Treasure Island: Set Sail!

Ahoy, ye landlubbers, and welcome to the beginning of our voyage through Treasure Island! I will try to keep my pirate-talk to a minimum, but it’s still going to show up now and then. Our piratical adventure will end November 30th.

Here’s the reading schedule:

By November 7th, you should have chapters 1-8 read.
By November 14th, you should have chapters 9-17 read.
By November 21nd, you should have chapters 18-26 read.
By November 28th, you should have chapters 27-34 read.

Make sure you check out the hashtag #TreasuRead on Twitter and Instagram.

I’m not going to begin discussing the story until Monday’s post, but below are some fun facts, helpful links, and a couple general themes and questions to keep in mind while you read this book.

The author, Robert Louis Stevenson, lived from 1850-1894, but Treasure Island is set somewhere in the 1700s. The “Golden Age of Piracy” is considered to run from the late 1600s to the early 1700s.

Here is a brief biography on RLS.

I found this page about his literary contemporaries really interesting.

This is really fun and user-friendly website on pirates in the time period of Treasure Island.

This article covers what 18th century folks thought of pirates like the ones in Treasure Island. It’s drier but worth a read.

Like Dracula, Treasure Island is a first-person fictional document recounting what has happened in the past.
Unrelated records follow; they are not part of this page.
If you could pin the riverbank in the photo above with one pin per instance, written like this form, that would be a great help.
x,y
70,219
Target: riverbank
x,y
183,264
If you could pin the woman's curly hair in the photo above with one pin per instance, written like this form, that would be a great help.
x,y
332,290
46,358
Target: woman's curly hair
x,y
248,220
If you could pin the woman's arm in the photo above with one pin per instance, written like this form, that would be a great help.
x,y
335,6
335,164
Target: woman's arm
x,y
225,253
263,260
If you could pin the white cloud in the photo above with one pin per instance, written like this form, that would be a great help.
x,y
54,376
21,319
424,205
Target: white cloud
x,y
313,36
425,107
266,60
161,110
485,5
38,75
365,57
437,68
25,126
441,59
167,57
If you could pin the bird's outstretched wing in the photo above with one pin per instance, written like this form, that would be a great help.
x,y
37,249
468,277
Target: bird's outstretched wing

However, here there is only one narrator, and he is much younger than any of the Dracula characters. Pay attention to if and how this affects the story. Does the fact that the story is being told after it’s all over affect the suspense, and how?

Some themes to look out for:

  • Greed is going to be pervasive in any story about treasure. Pay attention to which characters (good and/or bad) are being affected by greed, and when.
  • Social class: take note of the different characters’ social class and how the story treats them. Is there a bias, and if so, whom is it against?
  • Heroic role models: do they exist in this book, who are they, and why are they heroic?
  • Animals/animal imagery: Look out for humans being compared to animals in some way.

giphy-3

Lastly, ye best have fun reading, or ye’ll have to walk the plank!